E così da questi laboratori nascono tante storie, come quella di Matteo. «Quando è arrivato ci sembrava un ragazzo allegro: cantava, ballava, ma la cosa finiva lì», ricorda Federica Paolucci. «Gli abbiamo fatto indossare i guanti, gli abbiamo fatto mettere le mani nella terra. Lo abbiamo fatto anche sbagliare, distruggere le piantine: all’inizio era un disastro, diceva che non era capace di fare nulla. Ha continuato il suo percorso socio-sanitario, ha continuato il suo percorso psicologico, ha implementato percorsi quotidiani con noi. A fine progetto, Matteo era in grado prendere una griglia, riempirla di terra, piantare le sue piantine, annaffiarle, metterle a posto, ed è diventato completamente autonomo in una serie di passaggi».

La missione del progetto DISagricola è proprio questa. «Questo ascensore delle capacità individuali del soggetto ricevente è fondamentale», riflette Nanina.
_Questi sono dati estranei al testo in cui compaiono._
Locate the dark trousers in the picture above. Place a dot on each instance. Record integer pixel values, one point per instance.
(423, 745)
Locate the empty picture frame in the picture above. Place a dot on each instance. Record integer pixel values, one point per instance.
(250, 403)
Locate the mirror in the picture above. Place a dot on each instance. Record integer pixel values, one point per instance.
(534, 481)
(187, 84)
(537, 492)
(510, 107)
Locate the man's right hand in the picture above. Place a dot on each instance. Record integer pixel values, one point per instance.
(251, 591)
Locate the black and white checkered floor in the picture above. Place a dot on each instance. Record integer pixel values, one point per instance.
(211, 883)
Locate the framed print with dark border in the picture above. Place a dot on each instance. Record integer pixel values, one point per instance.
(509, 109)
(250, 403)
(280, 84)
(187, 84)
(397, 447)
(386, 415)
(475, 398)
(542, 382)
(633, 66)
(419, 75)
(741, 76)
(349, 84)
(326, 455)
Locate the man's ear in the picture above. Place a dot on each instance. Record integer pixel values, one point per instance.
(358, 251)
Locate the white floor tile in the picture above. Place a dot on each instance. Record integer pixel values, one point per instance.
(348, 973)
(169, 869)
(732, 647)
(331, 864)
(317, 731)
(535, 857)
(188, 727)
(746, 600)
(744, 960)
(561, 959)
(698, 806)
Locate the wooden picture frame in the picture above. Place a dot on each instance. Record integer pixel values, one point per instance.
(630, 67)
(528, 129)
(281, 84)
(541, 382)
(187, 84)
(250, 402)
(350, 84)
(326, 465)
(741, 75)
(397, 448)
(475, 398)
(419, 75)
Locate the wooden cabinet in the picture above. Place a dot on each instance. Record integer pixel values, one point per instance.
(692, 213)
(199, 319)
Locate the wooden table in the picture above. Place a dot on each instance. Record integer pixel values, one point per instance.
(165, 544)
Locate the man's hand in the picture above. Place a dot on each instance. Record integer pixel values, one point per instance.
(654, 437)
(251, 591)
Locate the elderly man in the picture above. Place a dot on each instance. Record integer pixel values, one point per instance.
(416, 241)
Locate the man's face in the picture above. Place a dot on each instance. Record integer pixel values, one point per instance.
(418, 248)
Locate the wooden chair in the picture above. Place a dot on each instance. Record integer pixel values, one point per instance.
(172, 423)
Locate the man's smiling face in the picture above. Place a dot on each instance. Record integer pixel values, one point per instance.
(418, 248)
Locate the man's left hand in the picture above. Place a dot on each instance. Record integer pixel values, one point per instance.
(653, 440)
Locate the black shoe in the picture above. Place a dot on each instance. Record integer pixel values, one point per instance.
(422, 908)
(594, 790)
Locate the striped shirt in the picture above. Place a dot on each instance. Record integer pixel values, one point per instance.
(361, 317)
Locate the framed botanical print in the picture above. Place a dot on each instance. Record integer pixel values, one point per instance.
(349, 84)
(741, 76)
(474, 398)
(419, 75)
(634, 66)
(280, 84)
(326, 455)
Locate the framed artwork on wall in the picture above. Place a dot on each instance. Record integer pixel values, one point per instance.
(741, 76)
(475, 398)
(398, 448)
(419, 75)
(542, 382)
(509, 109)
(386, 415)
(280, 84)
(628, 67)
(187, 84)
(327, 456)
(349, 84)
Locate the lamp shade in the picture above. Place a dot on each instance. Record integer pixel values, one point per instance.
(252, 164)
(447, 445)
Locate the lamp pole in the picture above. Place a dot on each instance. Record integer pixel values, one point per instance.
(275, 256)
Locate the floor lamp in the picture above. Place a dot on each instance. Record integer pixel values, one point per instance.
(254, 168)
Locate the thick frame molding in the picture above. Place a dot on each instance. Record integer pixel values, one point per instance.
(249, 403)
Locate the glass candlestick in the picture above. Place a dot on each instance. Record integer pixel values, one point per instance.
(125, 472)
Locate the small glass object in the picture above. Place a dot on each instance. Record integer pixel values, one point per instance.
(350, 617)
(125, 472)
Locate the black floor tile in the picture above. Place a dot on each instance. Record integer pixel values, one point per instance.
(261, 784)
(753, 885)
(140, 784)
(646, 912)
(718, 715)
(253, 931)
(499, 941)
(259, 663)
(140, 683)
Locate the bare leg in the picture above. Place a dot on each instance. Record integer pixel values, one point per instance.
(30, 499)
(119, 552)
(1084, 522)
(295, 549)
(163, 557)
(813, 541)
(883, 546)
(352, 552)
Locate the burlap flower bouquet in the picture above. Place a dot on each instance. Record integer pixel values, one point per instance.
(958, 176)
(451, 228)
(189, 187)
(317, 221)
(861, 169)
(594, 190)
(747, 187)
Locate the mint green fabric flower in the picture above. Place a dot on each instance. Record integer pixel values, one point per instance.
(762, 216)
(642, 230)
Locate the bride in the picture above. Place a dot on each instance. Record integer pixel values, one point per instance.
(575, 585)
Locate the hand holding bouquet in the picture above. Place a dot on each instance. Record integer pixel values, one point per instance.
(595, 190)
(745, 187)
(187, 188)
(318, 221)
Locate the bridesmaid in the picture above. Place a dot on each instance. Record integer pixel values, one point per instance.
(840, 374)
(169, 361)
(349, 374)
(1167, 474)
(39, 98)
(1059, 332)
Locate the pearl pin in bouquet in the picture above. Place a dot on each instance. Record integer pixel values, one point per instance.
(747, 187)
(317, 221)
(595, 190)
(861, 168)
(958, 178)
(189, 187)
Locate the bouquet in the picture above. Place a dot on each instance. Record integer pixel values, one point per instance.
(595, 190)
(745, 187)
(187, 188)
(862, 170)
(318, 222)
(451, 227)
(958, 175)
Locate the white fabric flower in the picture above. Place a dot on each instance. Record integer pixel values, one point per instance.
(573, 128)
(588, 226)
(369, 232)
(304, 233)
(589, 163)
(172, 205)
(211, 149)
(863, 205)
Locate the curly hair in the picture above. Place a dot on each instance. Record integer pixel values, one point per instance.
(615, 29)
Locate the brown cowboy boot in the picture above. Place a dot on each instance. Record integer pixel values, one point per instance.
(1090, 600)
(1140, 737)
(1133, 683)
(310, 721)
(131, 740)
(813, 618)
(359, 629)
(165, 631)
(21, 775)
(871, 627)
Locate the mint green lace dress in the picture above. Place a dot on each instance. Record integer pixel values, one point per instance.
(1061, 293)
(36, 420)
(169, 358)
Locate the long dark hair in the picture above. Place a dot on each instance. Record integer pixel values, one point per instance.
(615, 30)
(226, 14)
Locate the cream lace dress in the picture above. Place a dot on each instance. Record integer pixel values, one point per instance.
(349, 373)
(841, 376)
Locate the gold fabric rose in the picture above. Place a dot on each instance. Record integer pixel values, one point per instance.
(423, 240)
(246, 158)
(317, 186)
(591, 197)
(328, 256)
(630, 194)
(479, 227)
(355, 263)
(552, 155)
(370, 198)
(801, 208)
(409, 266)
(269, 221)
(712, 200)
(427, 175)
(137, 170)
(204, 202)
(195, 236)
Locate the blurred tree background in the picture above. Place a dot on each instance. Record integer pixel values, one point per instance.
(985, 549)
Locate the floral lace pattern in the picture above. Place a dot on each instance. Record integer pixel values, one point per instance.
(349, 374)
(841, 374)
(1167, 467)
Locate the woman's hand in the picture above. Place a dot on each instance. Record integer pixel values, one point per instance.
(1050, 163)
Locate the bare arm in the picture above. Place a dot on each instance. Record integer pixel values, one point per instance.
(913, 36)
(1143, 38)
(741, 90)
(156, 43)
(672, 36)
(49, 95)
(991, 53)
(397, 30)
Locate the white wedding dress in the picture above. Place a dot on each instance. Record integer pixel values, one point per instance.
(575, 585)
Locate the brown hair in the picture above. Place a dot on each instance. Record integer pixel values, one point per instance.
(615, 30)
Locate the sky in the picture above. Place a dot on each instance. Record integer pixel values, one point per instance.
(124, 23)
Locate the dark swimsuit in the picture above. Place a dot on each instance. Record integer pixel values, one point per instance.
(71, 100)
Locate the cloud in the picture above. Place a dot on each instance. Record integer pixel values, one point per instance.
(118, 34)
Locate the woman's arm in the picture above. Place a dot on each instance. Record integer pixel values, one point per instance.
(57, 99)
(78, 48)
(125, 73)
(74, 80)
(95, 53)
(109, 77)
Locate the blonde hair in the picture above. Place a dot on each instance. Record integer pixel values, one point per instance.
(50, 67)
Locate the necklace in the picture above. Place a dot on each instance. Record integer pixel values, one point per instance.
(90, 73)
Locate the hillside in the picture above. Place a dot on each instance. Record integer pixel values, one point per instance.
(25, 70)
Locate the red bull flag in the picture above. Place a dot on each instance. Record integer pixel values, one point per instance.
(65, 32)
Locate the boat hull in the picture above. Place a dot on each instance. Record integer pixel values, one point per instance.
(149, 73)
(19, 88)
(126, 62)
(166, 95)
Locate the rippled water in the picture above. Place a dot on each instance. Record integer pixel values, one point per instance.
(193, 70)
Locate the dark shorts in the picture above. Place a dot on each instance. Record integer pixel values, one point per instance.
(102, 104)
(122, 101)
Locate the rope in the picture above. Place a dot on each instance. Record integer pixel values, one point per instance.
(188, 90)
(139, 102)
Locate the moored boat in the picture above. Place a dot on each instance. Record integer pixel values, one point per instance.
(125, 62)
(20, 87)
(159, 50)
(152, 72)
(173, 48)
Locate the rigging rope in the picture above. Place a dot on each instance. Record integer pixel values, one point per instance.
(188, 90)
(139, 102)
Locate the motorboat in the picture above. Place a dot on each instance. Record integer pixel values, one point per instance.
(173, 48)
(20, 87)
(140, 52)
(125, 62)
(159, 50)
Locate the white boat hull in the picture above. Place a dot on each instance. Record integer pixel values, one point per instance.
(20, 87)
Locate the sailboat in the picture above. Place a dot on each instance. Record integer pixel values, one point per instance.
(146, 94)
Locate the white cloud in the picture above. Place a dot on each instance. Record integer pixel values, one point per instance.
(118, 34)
Le stesse famiglie ci hanno ringraziato: avevano figli che non riuscivano a mettere, in giochi semplici, cinque anelli di legno uno sull’altro e, dopo otto mesi, li hanno trovati che lavoravano nell’orto sociale, alimentavano animali in fattoria, piantavano piantine. Sono rimasti sorpresi».

Gli utenti fragili con pendenze penali

Ma l’integrazione e l’inclusione sociale non si fermano a questi aspetti. Nel progetto sono stati accolti anche utenti fragili, con pendenze penali, che tentano di riabilitarsi attraverso itinerari ad hoc di natura sociale. «Essendo convenzionati con il Tribunale di Rieti, abbiamo deciso di chiamare in fattoria persone che provengono da esperienze di detenzione e che abbiano voglia di rimettersi nel circuito sociale», spiega Nanina. «Diamo loro la possibilità di dire: fermi tutti… prima che mi condanniate o mi giudichiate voglio fare qualcosa per gli altri. E qui nasce questa commistione sociali tra operatori e utenti fragili, difficili, con un passato pesante».